事務の仕事を1か月ほどした後、放射線技師として初出勤した。
5年以上のブランクがあり、とても緊張していた。
どんな仕事するのかな、忙しいのかな、知識不足で恥ずかしい思いしないかな…
実際は出勤してみると…
扱われ方が違うなと思った。
17年のキャリアがある放射線技師と、事務未経験のアルバイト、そりゃ違って当たり前だが。
自分用のロッカーや靴箱に名前が付いているだけで、大事に扱われているような、歓迎されているような、そんな感覚があった。
実際に放射線技師としての仕事に入って、まずは会話をしてみると、3名のうちの1人の方が、私の元職場の近くで働いていた、とのこと。さらに、私が働いていた職場、それぞれに、同級生がいたとのことで、「彼は学生時代、カンニングのスペシャリストだったよ〜」「貸した本、そのまま返してもらってないな〜」なんて話も弾み。
遠く離れた地で、まさかこんな話ができるなんて、なんかすごいなと思った。
さらに、教えてくれた方がとても丁寧で、落ち着いていて、娘と同じく幼稚園児を持つお父さんだということもあって、すごく安心できた。
お子さんは娘よりも1つ上の学年ということもあり、事情をすごくわかってくれて、「園から連絡入ることありますよね?携帯持ってきて側に置いておいていいですよ」とか、「仕事、忙しい時と暇な時、ムラがあるので、時間ある時、内職してもいいですよ、幼稚園で必要な物、作ったりとかありますよね?」とか。

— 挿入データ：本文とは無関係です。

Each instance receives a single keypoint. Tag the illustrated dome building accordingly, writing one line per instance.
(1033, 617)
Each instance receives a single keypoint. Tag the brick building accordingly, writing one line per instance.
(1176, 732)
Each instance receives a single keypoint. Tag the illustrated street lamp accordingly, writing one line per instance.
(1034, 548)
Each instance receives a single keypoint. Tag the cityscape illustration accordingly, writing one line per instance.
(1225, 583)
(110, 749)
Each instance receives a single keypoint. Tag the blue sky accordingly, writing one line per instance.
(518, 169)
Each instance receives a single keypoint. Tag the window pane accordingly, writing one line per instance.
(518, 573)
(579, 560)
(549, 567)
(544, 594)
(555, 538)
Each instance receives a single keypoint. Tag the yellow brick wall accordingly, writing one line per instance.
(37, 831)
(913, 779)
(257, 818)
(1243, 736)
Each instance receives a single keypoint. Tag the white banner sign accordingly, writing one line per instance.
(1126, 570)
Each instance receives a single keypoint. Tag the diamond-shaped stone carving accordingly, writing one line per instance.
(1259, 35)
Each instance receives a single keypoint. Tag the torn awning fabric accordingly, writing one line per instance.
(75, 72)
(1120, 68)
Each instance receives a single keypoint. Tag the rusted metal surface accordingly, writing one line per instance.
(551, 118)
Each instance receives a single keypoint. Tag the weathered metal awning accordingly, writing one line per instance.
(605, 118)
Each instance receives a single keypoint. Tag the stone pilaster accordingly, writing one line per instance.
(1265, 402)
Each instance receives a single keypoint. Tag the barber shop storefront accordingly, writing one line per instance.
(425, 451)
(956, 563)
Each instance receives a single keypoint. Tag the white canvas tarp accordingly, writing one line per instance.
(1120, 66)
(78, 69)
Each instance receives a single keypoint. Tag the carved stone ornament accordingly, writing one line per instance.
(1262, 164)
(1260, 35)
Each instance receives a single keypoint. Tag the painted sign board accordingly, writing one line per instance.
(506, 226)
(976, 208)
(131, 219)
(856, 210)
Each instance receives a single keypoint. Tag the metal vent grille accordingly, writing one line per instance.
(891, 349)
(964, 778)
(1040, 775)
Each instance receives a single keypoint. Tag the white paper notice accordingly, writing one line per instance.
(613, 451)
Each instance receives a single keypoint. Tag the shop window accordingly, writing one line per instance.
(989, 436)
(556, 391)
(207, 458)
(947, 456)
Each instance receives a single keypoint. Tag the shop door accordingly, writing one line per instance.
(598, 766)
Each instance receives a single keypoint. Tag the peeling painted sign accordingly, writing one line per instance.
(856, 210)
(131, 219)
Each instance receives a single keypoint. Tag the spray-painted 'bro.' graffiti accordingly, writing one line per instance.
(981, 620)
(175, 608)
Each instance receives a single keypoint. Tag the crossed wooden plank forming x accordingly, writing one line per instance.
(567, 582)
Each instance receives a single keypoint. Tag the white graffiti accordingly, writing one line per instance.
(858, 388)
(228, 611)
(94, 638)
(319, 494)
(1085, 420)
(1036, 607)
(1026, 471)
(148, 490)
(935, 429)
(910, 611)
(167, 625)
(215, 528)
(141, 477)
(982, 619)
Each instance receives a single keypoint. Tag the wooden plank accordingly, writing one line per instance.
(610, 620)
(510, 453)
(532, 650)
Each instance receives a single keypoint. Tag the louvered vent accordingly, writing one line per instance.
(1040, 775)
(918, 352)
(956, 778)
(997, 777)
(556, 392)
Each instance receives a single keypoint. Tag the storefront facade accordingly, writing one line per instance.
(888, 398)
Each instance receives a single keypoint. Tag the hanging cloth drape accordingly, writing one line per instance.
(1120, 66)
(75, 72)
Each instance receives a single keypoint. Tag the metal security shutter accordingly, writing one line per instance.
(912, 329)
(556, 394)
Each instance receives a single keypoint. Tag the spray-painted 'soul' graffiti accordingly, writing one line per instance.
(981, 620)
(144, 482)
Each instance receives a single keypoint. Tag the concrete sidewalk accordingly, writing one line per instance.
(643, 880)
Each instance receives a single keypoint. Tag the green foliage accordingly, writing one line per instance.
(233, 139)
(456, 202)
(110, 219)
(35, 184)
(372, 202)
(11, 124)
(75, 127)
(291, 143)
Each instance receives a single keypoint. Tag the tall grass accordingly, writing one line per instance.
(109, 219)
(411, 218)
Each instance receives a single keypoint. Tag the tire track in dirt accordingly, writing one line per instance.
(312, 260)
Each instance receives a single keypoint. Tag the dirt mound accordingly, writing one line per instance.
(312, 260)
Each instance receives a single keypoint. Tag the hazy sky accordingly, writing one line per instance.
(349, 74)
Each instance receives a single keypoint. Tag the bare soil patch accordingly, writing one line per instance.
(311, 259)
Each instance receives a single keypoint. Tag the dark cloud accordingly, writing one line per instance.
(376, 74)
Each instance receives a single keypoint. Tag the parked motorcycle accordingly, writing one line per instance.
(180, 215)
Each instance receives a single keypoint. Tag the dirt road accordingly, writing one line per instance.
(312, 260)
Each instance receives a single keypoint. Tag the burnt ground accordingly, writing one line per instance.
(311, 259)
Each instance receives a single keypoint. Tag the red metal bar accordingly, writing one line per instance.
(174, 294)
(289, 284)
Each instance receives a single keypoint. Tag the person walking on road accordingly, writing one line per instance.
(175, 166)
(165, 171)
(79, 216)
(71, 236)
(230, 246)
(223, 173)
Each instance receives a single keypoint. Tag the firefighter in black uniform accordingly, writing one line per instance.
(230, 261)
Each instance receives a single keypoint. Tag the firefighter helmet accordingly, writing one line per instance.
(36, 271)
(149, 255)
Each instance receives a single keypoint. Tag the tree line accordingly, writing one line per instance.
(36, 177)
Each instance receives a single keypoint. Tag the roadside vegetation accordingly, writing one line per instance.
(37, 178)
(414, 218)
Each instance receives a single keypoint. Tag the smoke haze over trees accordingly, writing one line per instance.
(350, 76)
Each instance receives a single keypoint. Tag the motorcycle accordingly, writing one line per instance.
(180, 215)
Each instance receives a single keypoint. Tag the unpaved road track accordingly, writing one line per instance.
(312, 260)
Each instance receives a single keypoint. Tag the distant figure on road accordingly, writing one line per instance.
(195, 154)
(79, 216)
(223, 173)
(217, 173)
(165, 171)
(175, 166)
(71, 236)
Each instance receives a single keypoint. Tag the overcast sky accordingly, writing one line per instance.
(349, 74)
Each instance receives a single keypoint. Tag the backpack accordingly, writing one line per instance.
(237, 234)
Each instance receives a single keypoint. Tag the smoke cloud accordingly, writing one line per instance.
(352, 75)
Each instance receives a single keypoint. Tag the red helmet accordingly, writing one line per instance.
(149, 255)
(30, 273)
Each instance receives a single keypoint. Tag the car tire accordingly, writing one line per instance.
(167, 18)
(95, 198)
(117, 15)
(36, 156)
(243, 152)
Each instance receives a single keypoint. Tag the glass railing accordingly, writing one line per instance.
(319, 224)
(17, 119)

確かにまだ幼稚園に職場の申請出してないから、娘に何かあればまず私に連絡が来る。
私は初出勤のことで頭がいっぱいだったので、そんな対応がすごくありがたく感じた。
それから、時間のある時、何をしてもいい、という対応も、キャリアがあるから、ということもあるとは思うが、無理のない働き方ができる職場だと感じ、とてもありがたく感じた。幼稚園に入ると、細々とした作業がある。ハンカチに紐つけたり…男性なのに、そんなことまでわかってくれる方、というのも大きな安心感があった。
それから、少し見学してから、実際に患者さんの対応したり、装置を操作してみたり。
実際に患者さんと接することで、役に立っているという感覚もあり、MRI画像の操作をして、懐かしい感覚が戻ってきて…ホッとした。
静かで落ち着いた職場、寒くもない、怒声もない。
帰り際、看護師さんたちから、緊張したでしょ〜と声をかけてもらったり。
「過去の自分が今に繋がってる」と感じた瞬間だった。
今日、事務の仕事を終えて、改めて2つの仕事を掛け持ちすることが、自分にとってとてもいいことだと思えてきた。
放射線技師は専門性を活かせる安心感がある。
事務は年中無休で、働きたい時に働ける柔軟さがある。いつ来てもいいし、いつまでいてもいい、と言われている。
ゴールデンウィーク、正直ずっと家族と過ごすのは限界があって、祝日に半日働きに行ったのは、むしろ救いだった。
どちらも基本的には座り仕事で、体力的な負担が少ない。2つが互いを補い合ってる感じがする。
夫に言われるままに始めた仕事だったけれど、やってみたら、自分にとって悪くない選択だったかもしれない。